Watching the Hells Kitchen show over the years, it seems like they can never get even half of the entrees out before the patrons leave.
I’m thinking that if one person messes up his part of the line, it ruins the entire table’s service; that, and Ramsey’s intensely high standards, keep things slow.
Are there any other reasons? Even considering the two disadvantages below, it still seems unlikely that it is so difficult to get out an entree within an hour.
I’m not an actual restaurant person, Well not someone that has run one.
I’d always heard it was due to Ramsay’s insistence that an entire tables order go out at the same time ‘fresh’ as it where. So there will be no sitting under the heat lamps for one meal while the other two are completed for instance.
This would necessarily mean you’d need good communication between the chef’s who are all preparing dishes with different cooking times to arrive at the finish point at the same time.
I don’t think they care about the entire table’s service as much as individual entrees. You’ll frequently see half the table enjoying their meal while the other half is eating crackers and bitching, so Ramsey doesn’t insist a whole table be served at once.
Curiously, you’ll often see food come back raw or burnt or dried out, or over-salted or under-salted, etc.

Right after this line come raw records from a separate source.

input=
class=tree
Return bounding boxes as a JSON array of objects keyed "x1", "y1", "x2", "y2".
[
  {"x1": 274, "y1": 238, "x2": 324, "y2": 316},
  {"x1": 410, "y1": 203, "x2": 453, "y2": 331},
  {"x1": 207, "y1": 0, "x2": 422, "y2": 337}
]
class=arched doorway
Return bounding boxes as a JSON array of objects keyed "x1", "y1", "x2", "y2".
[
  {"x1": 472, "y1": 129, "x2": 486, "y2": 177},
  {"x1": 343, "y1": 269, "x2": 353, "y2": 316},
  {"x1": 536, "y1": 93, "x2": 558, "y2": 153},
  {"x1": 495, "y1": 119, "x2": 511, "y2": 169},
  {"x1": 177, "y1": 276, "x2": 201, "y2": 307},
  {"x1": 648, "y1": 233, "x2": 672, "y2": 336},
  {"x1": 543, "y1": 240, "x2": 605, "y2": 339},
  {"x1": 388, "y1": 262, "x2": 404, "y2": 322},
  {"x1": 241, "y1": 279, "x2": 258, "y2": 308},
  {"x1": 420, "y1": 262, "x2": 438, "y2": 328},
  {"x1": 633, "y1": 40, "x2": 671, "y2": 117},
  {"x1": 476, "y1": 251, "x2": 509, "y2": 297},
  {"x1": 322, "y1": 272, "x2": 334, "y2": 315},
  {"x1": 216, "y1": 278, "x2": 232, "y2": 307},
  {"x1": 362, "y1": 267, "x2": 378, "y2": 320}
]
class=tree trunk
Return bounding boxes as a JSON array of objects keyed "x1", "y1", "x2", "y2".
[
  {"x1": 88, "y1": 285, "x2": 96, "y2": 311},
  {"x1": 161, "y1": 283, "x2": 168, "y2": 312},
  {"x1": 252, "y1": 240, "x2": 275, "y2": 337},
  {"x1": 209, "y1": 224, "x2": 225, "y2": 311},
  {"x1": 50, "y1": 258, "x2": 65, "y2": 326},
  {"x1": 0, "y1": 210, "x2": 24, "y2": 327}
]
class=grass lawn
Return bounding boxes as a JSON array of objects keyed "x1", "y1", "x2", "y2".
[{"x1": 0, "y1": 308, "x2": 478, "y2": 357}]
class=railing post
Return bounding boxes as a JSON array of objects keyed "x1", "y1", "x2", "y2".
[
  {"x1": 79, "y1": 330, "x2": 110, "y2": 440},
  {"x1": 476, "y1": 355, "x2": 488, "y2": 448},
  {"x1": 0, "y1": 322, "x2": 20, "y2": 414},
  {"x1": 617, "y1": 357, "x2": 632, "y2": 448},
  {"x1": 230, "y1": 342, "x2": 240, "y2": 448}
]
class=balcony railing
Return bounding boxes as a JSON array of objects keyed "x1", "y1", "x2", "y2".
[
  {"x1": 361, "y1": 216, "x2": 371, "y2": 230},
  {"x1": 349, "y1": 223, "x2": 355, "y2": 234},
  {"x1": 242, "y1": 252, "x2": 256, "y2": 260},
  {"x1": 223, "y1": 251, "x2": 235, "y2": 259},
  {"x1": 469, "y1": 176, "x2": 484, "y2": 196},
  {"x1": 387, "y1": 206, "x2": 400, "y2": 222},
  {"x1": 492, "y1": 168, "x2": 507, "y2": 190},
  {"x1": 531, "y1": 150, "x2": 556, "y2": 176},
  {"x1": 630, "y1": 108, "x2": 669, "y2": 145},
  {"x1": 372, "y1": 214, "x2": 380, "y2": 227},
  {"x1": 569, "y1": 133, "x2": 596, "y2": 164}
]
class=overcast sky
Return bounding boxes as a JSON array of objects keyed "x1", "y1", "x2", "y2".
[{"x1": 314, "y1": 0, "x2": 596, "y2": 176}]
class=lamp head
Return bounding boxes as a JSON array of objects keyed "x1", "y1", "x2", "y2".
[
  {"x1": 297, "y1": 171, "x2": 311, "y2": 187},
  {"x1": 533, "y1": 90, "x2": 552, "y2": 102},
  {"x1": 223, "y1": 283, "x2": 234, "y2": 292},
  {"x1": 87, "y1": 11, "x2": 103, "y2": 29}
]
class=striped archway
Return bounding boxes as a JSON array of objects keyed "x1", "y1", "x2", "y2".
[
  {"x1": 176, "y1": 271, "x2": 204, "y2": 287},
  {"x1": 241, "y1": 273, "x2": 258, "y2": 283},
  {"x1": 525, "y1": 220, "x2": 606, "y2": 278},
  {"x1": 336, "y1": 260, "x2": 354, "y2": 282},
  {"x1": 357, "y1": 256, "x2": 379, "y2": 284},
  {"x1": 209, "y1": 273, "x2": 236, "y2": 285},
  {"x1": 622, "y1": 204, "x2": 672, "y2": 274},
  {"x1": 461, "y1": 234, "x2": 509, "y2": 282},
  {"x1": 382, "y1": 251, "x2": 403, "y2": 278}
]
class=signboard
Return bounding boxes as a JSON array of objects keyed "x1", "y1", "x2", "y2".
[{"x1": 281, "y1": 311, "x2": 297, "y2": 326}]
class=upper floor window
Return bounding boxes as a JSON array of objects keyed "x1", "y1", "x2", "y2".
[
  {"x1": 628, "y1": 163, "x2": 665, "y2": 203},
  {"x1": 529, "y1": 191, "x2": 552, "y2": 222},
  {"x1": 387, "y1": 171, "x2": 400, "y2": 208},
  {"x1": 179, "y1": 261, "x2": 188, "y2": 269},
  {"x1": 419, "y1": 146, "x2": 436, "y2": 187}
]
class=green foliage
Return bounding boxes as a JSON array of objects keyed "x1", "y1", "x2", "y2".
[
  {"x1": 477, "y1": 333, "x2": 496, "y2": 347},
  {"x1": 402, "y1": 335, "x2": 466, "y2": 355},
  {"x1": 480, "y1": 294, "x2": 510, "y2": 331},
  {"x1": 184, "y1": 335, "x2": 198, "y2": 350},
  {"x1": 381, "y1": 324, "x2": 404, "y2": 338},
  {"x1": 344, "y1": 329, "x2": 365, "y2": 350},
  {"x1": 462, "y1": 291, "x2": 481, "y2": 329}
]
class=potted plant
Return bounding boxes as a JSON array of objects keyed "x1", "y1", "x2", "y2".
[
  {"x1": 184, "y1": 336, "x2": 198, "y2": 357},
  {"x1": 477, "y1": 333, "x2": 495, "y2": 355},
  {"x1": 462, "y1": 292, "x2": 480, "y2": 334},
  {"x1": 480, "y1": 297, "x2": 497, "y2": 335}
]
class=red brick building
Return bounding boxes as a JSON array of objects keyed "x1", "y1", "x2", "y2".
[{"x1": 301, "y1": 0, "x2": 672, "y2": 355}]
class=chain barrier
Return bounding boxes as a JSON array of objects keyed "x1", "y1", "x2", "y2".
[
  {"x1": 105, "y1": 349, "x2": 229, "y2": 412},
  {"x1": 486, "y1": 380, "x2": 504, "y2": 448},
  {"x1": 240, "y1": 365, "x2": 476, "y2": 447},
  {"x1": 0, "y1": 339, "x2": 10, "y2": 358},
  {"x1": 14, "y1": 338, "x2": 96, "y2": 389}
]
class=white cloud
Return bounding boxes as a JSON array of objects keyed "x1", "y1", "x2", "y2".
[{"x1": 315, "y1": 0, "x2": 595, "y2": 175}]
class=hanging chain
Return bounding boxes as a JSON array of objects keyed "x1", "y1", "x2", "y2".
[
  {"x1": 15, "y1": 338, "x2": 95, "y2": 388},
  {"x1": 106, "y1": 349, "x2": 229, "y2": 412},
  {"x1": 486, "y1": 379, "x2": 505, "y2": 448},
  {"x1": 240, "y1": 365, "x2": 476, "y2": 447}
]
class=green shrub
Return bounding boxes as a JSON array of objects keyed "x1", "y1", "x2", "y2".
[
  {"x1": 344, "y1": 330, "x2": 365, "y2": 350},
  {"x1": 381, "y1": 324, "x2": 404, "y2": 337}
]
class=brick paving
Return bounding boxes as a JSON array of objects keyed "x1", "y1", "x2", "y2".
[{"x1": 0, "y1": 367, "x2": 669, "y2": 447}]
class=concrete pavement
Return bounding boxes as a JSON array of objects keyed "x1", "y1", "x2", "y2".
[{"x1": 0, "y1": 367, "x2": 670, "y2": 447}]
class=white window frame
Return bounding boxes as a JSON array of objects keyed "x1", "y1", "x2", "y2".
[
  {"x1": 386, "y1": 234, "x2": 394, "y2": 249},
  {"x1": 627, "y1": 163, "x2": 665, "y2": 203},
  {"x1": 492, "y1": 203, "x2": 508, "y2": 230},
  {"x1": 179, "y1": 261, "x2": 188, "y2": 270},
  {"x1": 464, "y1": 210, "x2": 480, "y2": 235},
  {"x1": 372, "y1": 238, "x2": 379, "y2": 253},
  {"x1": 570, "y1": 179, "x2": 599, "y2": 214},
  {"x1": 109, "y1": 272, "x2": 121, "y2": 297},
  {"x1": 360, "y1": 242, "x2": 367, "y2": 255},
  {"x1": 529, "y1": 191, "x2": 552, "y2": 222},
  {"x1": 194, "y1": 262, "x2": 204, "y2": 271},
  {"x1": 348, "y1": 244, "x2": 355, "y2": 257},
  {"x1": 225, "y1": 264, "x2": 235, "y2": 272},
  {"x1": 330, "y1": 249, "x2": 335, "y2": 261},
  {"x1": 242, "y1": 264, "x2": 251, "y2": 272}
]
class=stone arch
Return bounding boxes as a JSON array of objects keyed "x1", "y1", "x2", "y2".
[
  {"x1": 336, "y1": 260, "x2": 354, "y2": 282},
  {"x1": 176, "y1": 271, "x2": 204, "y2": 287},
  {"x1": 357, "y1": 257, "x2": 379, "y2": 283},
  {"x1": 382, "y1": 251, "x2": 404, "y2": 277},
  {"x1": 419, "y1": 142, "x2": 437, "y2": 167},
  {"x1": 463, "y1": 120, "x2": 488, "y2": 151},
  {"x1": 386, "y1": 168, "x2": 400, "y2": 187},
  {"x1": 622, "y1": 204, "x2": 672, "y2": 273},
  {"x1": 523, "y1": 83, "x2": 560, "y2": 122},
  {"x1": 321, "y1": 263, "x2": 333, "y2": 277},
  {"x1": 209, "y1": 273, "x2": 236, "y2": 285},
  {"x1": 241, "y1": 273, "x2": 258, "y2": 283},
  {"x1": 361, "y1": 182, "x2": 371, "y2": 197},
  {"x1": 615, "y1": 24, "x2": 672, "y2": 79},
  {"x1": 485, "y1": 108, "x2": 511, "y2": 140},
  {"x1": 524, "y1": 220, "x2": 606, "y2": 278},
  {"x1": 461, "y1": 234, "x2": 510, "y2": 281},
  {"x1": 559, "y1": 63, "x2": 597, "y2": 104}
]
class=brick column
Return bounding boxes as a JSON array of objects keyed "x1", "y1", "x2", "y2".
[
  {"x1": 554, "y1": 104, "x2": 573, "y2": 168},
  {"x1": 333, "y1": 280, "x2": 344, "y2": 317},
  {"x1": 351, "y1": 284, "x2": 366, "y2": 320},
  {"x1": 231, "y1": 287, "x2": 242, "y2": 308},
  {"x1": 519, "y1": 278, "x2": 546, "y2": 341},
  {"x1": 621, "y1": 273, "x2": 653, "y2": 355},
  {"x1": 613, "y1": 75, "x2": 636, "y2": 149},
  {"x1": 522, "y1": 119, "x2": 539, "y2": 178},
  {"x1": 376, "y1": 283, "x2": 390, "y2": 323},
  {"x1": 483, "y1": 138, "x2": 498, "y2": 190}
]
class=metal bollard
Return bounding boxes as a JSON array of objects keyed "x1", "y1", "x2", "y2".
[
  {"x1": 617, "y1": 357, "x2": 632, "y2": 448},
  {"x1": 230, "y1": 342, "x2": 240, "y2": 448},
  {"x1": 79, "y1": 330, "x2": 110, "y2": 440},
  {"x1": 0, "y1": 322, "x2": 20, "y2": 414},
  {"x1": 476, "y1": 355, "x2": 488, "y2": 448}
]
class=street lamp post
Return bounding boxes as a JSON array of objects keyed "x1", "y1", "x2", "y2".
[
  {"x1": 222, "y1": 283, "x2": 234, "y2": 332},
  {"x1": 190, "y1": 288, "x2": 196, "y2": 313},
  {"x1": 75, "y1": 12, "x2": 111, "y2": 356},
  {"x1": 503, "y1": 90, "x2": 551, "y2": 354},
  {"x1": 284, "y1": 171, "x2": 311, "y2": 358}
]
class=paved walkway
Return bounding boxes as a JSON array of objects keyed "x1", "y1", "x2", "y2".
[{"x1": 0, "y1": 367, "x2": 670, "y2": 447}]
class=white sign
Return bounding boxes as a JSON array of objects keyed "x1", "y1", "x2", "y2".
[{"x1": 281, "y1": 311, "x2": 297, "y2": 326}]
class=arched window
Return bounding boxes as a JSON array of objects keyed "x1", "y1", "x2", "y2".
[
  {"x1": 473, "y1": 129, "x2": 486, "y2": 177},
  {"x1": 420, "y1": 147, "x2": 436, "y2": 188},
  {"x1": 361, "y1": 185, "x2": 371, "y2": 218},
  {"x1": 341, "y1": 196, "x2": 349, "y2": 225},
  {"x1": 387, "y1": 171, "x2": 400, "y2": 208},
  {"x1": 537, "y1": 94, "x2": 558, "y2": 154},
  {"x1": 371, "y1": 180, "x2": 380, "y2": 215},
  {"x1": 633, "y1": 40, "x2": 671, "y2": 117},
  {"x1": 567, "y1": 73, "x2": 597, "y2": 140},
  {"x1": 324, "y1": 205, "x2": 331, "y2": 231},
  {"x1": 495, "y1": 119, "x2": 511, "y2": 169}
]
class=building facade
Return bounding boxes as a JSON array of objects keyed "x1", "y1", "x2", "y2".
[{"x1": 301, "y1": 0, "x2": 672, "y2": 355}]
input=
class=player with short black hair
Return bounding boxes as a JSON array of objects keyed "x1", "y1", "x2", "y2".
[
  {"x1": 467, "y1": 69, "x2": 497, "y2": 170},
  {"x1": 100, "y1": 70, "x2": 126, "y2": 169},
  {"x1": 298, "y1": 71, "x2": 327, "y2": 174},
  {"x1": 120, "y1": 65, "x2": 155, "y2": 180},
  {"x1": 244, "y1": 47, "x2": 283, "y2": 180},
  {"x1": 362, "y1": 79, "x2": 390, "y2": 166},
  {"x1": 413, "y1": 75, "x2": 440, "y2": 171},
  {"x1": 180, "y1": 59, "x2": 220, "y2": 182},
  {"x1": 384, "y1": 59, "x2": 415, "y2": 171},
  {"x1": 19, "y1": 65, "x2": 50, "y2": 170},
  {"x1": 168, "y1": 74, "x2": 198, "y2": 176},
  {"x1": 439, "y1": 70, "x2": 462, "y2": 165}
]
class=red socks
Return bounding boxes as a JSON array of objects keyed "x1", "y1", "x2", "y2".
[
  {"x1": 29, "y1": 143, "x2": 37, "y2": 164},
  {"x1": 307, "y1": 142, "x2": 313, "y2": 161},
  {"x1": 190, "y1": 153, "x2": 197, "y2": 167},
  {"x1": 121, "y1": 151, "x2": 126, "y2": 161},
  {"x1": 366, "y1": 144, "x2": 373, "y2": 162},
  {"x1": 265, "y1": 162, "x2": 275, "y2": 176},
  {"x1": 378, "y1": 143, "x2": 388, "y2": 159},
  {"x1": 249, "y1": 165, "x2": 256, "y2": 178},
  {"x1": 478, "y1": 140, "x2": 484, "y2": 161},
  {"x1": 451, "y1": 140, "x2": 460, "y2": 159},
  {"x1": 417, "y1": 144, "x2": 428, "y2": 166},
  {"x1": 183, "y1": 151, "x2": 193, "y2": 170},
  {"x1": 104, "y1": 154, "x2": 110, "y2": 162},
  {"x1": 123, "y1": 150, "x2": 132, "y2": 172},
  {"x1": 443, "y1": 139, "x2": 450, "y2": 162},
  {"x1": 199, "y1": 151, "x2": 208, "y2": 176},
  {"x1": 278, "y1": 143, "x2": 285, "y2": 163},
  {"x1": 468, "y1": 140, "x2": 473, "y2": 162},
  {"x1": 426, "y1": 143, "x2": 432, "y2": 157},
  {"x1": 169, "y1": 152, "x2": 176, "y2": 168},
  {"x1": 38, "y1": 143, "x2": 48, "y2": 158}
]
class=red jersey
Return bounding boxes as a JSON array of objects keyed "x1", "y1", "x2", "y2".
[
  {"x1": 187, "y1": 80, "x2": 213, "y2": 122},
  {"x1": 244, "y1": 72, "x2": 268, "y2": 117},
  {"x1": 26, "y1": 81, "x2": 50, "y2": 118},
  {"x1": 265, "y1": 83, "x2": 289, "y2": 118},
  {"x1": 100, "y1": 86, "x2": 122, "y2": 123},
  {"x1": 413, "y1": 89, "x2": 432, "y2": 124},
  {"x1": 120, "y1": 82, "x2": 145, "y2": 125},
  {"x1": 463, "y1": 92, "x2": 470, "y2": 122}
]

If you take Ramsey at his word, he and his sous-chefs check & taste every single plate before it goes out or…
a certain amount of failure is practically written into the show for entertainment’s sake.
I’d love to be a diner on the show, but you can bet I’d eat first.
Bingo. Manufactured drama is an industry trademark in reality shows. If no drama exists the show is boring. If no drama exists they’ll create some, someway, somehow.
Imagine how popular The Apprentice or Celebrity Apprentice would be if everyone got along just fine. Snooze… So the writers whip up some faux crisis and tell the people to go at it with eachother for entertainments sake. Instant viewership.
It’s been a while since I watched, but doesn’t this only happen in episodes where the individual diners are able to choose which kitchen’s menu they want for the night? I can’t remember any times when the restaurant has been run the normal split-down-the-middle way that a kitchen served less than a full table.
I think there are a variety of reasons. Last season, Ben explained in one of the storage room interviews that he’s a head chef, so he’s expediting orders and hadn’t actually cooked in years, so he was rusty and thus slow. A few contestants over the years have confessed that they’d never worked in a kitchen that employed the brigade style and they were finding it very difficult to adapt.
Ramsay’s standards also play into it. I worked in a few kitchens when I was younger and the chefs would routinely cover up mistakes to avoid wasting food (the most common was extra sauce on overcooked meat or flipping it to conceal the side that was slightly burned), something Ramsay would never allow.
One thing I noticed is that there aren’t any dupes. The cooks hear the order once - when Ramsey says it as fast as humanly possible, and then they have to remember every single order. That’s why you get all the “I forgot to put that Wellington down” crap that shouldn’t happen, and that’s why the cooks get so shellshocked.
If they had dupes in front of them, I guarantee things would go much, much smoother.